Mittlerer Duchmesser der Kabelrolle mal Anzahl der Windungen mal 3.
"Nicht mal PI, dann haste immer genug Reserve, Junge".

Anzahl der Windungen bei einem Leitungsroller zu ermitteln, ist
aber schwierig, geht nur bei einer Kabelrolle, die so im Regal liegt.

Gruß
Tommi


----------



## mariob (13 Dezember 2012)

Hallo,
also bei 60 Metern so einen Aufstand zu machen, in den 2 Tagen Diskussion hätte ich das Zeug tatsächlich auf und abgerollt. Kopfkratz. Aaber wenn es denn tatsächlich so praxisfern stattfinden soll, Du kannst Dir auch irgendwo ein elektronisches Längenmeßgerät borgen, sollte jede bessere Kabelbaufirma haben. Einziger Nachteil, Du mußt ein Stück opfern, da das Meßgerät eine definierte Länge als Referenz benötigt.

Gruß
Mario


----------



## ducati (13 Dezember 2012)

Tja, oder die Masse von 1m Kabel bestimmen und von der leeren Trommel dann: Länge=(Gesamtmasse-leereTrommel)/Masse1m ...

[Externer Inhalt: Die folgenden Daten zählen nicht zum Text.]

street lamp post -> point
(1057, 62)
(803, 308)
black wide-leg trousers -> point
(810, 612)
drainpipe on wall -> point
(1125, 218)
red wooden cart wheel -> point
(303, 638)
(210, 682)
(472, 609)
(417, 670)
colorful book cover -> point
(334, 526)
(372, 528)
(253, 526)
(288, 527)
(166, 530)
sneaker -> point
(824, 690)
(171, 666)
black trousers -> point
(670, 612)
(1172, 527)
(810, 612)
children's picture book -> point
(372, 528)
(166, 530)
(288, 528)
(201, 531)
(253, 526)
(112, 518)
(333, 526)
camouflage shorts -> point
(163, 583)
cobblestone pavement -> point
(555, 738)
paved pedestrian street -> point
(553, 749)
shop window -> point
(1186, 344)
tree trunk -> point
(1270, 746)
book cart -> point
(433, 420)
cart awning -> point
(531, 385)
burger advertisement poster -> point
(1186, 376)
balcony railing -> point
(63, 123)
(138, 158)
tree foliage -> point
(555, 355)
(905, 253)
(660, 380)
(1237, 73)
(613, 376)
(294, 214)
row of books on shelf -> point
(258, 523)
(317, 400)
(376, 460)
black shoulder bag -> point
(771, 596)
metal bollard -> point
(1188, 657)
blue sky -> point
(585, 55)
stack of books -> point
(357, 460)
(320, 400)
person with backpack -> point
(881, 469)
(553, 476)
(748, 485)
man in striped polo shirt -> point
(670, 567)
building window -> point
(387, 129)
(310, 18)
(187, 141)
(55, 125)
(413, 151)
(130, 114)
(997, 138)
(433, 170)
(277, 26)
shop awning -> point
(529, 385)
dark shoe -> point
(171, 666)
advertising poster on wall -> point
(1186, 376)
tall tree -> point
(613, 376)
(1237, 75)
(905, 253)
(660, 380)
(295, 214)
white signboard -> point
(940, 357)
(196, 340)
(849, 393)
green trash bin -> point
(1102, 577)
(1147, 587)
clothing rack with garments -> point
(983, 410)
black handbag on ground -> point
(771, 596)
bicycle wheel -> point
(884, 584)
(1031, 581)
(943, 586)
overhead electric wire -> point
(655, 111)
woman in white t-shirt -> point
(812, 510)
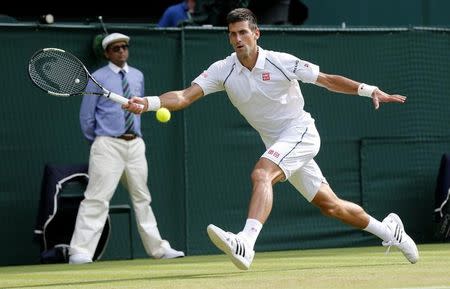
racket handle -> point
(120, 99)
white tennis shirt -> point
(269, 96)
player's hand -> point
(136, 105)
(380, 96)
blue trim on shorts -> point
(293, 147)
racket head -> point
(58, 72)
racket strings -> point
(58, 71)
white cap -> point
(114, 37)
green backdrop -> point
(200, 162)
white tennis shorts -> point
(296, 160)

oft ist auch eine laufende Meternummerierung auf dem Kabel aufgedruckt...

achja, Abrollen geht natürlich auch 

Gruß.


----------



## Tigerente1974 (13 Dezember 2012)

Ich strebe i.d.R. auch immer eine Lösung an, bei der ich Überlegungen vor das Ausprobieren stelle. Aber in diesem Fall sehe ich den Praktiker mit seinem Maßband auch ganz klar vorn...


----------



## Senator42 (13 Dezember 2012)

also lieber stammtisch,
da ich ja auf ne andere rolle umwickeln muss mach ichs mal so:
10s rollen, strecke messen, dann alles mit dieser geschwindigkeit und stoppuhr.
dann seh ich wie weit diese länge mit der von der widerstandrechnung abdriftet.

wiegen scheidet aus da ich keine so feine waage für 1m habe.

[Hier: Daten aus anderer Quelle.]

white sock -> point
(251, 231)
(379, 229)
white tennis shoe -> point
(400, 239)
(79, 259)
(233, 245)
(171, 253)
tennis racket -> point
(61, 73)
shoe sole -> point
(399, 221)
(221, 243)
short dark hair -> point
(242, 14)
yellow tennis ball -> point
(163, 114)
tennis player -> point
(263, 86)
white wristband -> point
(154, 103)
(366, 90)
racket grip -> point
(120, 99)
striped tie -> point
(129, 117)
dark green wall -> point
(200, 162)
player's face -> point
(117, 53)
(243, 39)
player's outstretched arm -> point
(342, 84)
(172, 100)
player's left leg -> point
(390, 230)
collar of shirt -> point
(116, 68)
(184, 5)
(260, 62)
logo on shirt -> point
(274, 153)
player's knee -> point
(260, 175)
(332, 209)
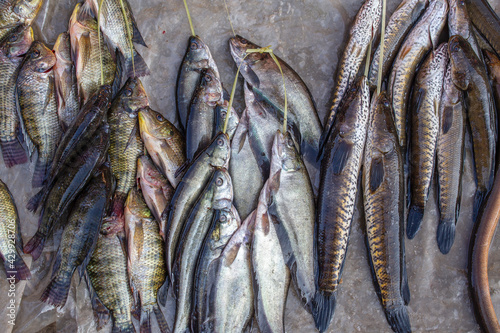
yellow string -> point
(189, 18)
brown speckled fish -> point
(419, 41)
(469, 75)
(450, 160)
(11, 136)
(340, 169)
(424, 133)
(384, 198)
(37, 101)
(146, 259)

aber lustig wieviele varianten zusammen kommen wenn man so am stammtisch hockt.


----------



## Buschmann (14 Dezember 2012)

http://www.familie-ahlers.de/wissenschaftliche_witze/barometer.html


----------



## Maia (14 Dezember 2012)

ja und die Frage selbst ist lustig. Kann mir kaum vorstellen, dass es eine Formel gibt, die das so sauber berechnen kann.


----------



## Senator42 (16 Dezember 2012)

Buschmann schrieb:


> http://www.familie-ahlers.de/wissenschaftliche_witze/barometer.html


Der ist gut !

Also werd ich das kabel abrollen und dann mit dem Auto daneben fahren.
Nach KM-Zähler stimmt es auf +/- 100m genau.
oder s = t*v,  mit anderen ungenauigkeiten.


----------



## hucki (16 Dezember 2012)

Buschmann schrieb:


> http://www.familie-ahlers.de/wissenschaftliche_witze/barometer.html



Warum so weit schweifen?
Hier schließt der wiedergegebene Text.